The kind of obsessive filmmaker who can't put his camera down even when his friends are being eaten by decomposing cannibals (he's a mirror twin of Cloverfield's documentarian), Jesse is making his movie to let people know what is ''really happening.'' Like all of Romero's earlier zombie pictures, Diary of the Dead has an extremely paranoid and skeptical view of authority and civilized society, arguing that in the face of an unthinkable apocalypse, the systems we have in place to help us -- police, the military, the news media, broadcasting -- would instead become weapons used to deceive and control us.
Even if that theme, like much of Diary of the Dead, feels a little familiar, Romero still does this end-of-days stuff better than any of his imitators, who are legion. The same goes for the series of gory adventures the characters experience on the road: A visit to an eerily deserted hospital, a stay at the home of a deaf-mute Amish farmer and a long sequence at the mansion of one of Jesse's fellow students all deliver effective scares, ghoulish humor and even a couple of entirely new ways to kill a zombie. Ever wonder what would happen if you zapped someone with defibrillator paddles on either side of the head? You'll find out here.
Shot on a low budget with mostly unknown actors, Diary of the Dead isn't exactly involving on a dramatic level: You really never care who lives or dies, a fatal flaw for any horror film. And despite Romero's attempt to invest the movie with substantial subtexts, his takes on Internet culture, the fragile nature of civilized society and the base nature of man are as subtle and nuanced as a hammer to the head.
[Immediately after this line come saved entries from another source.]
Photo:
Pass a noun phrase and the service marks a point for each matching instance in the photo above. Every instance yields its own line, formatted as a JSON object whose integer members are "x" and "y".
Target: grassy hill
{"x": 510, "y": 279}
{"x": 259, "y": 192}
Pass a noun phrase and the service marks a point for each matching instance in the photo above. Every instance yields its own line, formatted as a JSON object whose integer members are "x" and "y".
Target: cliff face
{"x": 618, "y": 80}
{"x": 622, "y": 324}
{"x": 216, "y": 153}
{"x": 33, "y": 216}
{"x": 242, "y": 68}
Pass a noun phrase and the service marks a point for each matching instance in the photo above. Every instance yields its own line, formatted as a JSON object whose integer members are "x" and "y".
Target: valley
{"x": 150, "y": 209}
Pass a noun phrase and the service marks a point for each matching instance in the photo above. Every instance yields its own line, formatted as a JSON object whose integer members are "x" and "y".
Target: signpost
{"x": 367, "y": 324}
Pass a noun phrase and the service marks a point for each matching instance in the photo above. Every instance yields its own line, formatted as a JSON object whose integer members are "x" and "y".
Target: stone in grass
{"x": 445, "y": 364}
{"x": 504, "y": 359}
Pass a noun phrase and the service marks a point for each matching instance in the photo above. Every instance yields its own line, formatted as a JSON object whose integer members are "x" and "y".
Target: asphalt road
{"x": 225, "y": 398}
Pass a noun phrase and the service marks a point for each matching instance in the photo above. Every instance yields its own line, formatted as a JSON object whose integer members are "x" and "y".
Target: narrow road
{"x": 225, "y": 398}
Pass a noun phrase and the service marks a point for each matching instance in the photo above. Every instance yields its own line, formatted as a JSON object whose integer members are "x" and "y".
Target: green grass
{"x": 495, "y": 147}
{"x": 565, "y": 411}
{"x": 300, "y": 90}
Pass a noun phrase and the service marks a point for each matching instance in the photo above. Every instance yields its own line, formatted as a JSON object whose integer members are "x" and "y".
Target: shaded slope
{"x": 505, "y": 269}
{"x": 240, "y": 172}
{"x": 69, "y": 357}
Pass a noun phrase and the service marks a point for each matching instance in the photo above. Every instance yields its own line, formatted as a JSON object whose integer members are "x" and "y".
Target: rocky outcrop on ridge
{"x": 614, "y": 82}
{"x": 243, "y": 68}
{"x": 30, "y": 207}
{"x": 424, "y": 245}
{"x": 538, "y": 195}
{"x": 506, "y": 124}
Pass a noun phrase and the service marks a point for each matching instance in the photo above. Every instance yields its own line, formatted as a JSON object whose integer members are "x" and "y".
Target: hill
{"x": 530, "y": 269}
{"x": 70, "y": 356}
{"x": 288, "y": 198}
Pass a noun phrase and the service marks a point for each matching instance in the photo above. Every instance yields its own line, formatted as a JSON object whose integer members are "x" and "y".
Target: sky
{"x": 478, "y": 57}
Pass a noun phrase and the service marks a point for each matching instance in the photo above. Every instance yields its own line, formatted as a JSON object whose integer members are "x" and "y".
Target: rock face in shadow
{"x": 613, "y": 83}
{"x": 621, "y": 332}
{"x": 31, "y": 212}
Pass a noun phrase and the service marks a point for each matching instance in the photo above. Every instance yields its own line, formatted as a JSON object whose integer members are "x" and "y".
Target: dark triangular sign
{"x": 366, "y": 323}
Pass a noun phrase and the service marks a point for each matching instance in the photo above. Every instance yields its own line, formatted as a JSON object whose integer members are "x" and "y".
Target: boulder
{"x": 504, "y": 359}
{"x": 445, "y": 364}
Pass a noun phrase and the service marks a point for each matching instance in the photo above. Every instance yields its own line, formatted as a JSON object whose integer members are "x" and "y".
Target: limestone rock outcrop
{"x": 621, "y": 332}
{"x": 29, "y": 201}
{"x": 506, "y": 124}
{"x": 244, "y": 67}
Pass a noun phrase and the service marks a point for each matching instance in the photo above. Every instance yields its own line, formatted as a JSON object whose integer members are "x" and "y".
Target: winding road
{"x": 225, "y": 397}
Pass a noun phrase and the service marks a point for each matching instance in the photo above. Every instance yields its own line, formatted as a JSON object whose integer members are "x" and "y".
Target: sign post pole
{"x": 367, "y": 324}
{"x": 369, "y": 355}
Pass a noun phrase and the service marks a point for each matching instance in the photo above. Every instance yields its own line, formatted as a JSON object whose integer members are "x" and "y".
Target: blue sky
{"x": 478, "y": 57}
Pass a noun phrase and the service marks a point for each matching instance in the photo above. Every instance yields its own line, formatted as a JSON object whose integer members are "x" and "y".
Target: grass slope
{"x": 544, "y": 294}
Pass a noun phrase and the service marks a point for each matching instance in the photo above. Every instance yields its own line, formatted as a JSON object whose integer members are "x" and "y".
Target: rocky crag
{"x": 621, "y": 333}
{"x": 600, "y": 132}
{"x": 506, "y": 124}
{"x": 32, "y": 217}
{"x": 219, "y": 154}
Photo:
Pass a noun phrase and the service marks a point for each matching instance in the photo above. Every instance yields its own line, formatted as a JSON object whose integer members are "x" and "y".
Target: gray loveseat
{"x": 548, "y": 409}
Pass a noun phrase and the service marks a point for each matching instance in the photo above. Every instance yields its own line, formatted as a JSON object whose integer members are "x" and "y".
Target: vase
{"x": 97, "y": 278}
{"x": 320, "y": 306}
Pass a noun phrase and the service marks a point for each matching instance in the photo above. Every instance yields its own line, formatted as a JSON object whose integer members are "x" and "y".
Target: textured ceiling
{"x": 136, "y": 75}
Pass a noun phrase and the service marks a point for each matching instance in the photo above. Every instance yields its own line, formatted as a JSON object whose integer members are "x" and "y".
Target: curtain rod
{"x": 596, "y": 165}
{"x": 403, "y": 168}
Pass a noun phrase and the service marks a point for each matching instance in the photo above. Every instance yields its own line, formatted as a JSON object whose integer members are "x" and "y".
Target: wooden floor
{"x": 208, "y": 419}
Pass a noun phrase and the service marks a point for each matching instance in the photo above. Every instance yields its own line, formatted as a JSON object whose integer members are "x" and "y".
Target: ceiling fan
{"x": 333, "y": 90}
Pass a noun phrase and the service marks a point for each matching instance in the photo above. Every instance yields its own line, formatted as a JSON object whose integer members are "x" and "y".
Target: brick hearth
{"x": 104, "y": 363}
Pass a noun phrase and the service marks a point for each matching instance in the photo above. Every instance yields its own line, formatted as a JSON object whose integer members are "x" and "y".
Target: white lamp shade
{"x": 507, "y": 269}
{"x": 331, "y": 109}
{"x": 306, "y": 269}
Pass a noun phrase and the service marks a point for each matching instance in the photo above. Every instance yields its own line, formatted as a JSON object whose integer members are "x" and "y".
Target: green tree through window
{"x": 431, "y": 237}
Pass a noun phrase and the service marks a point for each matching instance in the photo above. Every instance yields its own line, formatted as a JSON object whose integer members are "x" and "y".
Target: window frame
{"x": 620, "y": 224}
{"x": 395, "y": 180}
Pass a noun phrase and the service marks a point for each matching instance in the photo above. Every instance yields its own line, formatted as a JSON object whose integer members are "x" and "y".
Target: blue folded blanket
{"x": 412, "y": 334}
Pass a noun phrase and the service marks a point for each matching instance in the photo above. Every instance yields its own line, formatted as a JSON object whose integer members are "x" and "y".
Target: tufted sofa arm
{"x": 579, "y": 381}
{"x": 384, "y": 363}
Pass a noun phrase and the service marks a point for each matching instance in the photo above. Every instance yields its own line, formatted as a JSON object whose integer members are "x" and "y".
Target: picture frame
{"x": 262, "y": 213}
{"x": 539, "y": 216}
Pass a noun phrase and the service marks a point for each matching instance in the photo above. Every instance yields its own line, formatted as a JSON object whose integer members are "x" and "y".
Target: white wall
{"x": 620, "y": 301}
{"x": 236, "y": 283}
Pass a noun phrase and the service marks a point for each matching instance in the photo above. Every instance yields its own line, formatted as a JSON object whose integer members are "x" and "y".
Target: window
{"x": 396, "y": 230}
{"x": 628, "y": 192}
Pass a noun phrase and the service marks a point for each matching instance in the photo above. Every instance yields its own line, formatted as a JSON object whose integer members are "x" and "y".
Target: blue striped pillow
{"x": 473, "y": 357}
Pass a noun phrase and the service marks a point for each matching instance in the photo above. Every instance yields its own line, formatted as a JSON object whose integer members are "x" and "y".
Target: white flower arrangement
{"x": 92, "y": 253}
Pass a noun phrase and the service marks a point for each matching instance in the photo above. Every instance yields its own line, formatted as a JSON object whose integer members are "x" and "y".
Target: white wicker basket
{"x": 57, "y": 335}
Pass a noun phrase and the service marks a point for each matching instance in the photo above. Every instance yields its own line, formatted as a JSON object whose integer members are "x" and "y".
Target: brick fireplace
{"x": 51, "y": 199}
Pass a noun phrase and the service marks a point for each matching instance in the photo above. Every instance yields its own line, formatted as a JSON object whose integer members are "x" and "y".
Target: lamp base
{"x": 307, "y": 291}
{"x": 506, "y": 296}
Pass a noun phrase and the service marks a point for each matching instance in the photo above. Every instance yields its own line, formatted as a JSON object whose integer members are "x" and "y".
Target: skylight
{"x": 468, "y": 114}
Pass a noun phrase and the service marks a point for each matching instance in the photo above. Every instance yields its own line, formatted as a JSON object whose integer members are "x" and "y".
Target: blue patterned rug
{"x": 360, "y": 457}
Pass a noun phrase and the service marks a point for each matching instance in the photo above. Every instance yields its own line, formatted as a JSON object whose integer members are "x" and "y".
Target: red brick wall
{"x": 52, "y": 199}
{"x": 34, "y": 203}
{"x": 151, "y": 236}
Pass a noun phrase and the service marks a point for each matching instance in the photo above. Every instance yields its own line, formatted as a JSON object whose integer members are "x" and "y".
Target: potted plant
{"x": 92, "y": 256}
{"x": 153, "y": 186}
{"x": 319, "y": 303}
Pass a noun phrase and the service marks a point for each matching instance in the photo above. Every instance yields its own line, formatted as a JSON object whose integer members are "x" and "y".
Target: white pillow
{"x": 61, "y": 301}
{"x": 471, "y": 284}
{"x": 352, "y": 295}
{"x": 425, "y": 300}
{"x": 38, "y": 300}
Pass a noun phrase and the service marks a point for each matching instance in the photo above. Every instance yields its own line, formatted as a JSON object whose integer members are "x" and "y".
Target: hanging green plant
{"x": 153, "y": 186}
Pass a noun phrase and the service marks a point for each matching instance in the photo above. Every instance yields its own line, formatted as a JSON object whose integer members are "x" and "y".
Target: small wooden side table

Diary of the Dead is at its best when Romero is just goofing off, like when he shows us home video footage of a children's birthday party in which no one realizes there's something not quite right about the clown entertaining the kids -- until his nose falls off and he decides it's time for a snack.
Cast: Michelle Morgan, Josh Close, Shawn Roberts, Amy Lalonde, Joe Dinicol, Scott Wentworth
Writer-director: George A. Romero
Producers: Peter Grunwald, Artur Spigel, Sam Englebardt
A Weinstein Co. release. Running time: 95 minutes. Vulgar language, extreme violence, heavy gore, adult themes. Playing at area theaters.